As Admiral Kimmel stood near a window, a spent machine-gun bullet smashed the glass and hit him lightly in the chest. Kimmel -- who would soon, like General Short, be dismissed from his command -- picked up the bullet. To an aide, he observed, "It would have been merciful had it killed me."
In Washington the disbelief was just as overwhelming. "My God, this can't be true, this must mean the Philippines," said Secretary Knox on hearing the news. "No, sir," said Admiral Stark, "this is Pearl."
Knox called Roosevelt, and Roosevelt called Hull, who was supposed to meet Nomura and Kurusu at 1 p.m. But the envoys had trouble getting the message from Tokyo decoded and retyped and asked for a delay, so it was 2:05 before they seated themselves, all unknowing, in Hull's antechamber. Hull, who had already read their message and knew about the raid on Pearl Harbor as well, made a pretense of reading the document, then lashed out at the luckless envoys. "In all my 50 years of public service," he declared, "I have never seen a document that was more crowded with infamous falsehoods and distortions." When Nomura tried to answer, Hull raised a hand to cut him off, then showed him to the door.
Fuchida's surprise attack lasted only about half an hour. Then, after a short lull, a second wave of 171 more planes roared in. By now the Americans were on the alert and firing at anything in sight. Twenty planes flying in from maneuvers with the Enterprise came under heavy American fire; two were shot down.
The battered Nevada (its band having finished The Star-Spangled Banner) managed to get up enough steam to proceed majestically out into the channel to the sea. Despite a gaping hole in its bow, its guns were firing, and its torn flag flew high. As it edged past the burning Arizona, three of that doomed ship's crewmen swam over, clambered aboard and manned a starboard gun.

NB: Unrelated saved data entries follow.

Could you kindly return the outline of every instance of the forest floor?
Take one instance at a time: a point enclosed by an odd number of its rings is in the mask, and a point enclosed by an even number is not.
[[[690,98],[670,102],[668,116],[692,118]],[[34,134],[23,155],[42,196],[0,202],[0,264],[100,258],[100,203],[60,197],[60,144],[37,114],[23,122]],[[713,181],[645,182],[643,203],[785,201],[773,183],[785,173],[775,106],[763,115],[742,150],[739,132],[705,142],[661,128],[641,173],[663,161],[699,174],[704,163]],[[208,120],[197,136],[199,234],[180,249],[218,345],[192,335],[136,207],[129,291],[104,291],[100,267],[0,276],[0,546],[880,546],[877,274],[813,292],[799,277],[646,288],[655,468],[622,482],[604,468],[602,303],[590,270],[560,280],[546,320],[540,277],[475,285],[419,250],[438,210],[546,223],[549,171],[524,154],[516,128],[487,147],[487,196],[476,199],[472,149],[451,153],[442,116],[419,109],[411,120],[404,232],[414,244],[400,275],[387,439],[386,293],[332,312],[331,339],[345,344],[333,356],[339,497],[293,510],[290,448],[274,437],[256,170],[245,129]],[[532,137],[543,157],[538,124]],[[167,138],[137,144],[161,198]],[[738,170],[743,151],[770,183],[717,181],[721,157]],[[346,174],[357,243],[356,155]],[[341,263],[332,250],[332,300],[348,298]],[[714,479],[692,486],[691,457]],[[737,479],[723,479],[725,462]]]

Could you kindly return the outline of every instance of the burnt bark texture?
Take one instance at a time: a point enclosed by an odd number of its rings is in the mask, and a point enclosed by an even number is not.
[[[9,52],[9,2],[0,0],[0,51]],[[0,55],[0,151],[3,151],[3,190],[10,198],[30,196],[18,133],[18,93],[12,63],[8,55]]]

"Ah, good!" the watching Fuchida said to himself as he saw the slow-moving Nevada. At his signal, all available bombers attacked in an effort to sink it and block the channel to the sea. Bombs ignited huge fires in the ship's bow. It escaped total destruction only by deliberately running aground.
More fortunate -- indeed kissed by fortune -- were Army pilots George Welch and Kenneth Taylor, who had gone from a dance at the Wheeler Officers' Club to an all-night poker game. They were still in formal dress at 8 a.m. when they saw the first Japanese planes open fire overhead. Under strafing fire, Taylor's car careened back to the P-40 fighters at Haleiwa Field. Taking off, the two went looking for Japanese planes and soon found them over Wheeler.